Under Swedish law, the government isn't allowed to force people to stay home or fine those who flout the recommendations.
The Netherlands, with lower infection rates than Sweden, went into a full lockdown on Tuesday. Germany closes down most of the country on Wednesday.
Restaurants, coffee shops and bars in Sweden continue to be open.
Face masks aren't recommended in Sweden because the Public Health Authority says there isn't enough scientific evidence that they work.
So, on Monday afternoon the "Chic Konditori," which sells coffee and sweets in Stockholm, was full of customers. Tea Kagstrom, an 18-year-old university student with feathered blond hair, sat with two friends enjoying a cup of coffee. Asked why she wasn't wearing a face mask, she replied because it's not obligatory.
"The Public Health Authority hasn't said that we should wear masks in public places," she said.
The government is drafting an emergency law that would give it powers to order lockdowns and close down businesses when the virus is spreading.
Still critics are calling for harsher measures.

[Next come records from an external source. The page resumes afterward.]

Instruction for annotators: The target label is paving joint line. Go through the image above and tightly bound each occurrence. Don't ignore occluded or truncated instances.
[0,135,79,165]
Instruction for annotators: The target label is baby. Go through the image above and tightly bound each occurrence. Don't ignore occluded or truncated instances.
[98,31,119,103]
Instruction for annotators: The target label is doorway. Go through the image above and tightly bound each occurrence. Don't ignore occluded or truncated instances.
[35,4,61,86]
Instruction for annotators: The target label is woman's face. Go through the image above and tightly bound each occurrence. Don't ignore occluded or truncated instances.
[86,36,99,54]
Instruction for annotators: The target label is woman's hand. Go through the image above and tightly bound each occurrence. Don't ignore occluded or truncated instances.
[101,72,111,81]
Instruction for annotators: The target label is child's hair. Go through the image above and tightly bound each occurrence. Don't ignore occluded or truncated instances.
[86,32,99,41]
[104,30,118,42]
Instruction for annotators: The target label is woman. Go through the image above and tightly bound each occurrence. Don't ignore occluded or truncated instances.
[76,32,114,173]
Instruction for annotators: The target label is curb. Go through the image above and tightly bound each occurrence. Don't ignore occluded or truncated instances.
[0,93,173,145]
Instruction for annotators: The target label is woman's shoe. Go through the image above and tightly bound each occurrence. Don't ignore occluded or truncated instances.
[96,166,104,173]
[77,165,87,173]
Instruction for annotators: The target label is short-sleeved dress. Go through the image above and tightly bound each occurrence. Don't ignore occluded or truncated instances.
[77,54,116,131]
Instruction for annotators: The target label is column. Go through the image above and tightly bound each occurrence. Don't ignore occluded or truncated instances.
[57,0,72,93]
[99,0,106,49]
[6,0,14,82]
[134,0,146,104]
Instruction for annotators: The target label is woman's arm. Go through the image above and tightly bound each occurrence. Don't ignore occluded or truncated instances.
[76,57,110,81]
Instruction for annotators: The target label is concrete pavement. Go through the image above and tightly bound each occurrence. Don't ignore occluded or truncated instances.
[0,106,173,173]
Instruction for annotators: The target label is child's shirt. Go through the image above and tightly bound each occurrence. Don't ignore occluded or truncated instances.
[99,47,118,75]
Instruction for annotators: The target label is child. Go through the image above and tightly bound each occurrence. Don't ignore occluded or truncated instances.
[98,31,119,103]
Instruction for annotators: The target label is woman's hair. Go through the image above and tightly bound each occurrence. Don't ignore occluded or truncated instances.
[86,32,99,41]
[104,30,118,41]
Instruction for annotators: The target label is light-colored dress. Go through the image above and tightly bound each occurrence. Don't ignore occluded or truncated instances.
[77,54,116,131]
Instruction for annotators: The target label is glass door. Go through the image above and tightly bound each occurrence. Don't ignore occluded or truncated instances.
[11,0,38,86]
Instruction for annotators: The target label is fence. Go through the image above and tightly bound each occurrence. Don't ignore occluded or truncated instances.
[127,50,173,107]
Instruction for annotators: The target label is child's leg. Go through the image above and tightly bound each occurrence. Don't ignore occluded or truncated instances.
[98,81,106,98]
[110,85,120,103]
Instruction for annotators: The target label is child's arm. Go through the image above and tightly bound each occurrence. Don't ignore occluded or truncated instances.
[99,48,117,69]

"We need a few weeks of lockdown to get the numbers down," said Tove Fall, a professor of molecular epidemiology at Uppsala University near Stockholm. "Other countries are taking much higher precautions at lower transmission levels."
Some are upset that face masks aren't used in Sweden.
"We are the only democracy in the world that does not recommend the use of face masks. There are more than 170 countries in the world that recommend using masks. But here they are saying there is not enough science behind that. That is nonsense," said Elgh, the virology professor.
But others still argue that the virus threat is overblown.
"Each death is sad but it must be put in proportion. About 85 per cent of those who died in Sweden also had another disease, and many of those who died this spring would likely have died later this year," Johnny Ludvigsson, a paediatrician at Linkoping University, said in an interview with the newspaper Aftonbladet.
"I think we are being overly dramatic about the number of deaths during the corona pandemic," he said. "Compare that with what will happen when we get increased mortality among younger people due to increased heart attacks, late diagnosis of cancer or increased levels of depression that can end in suicide."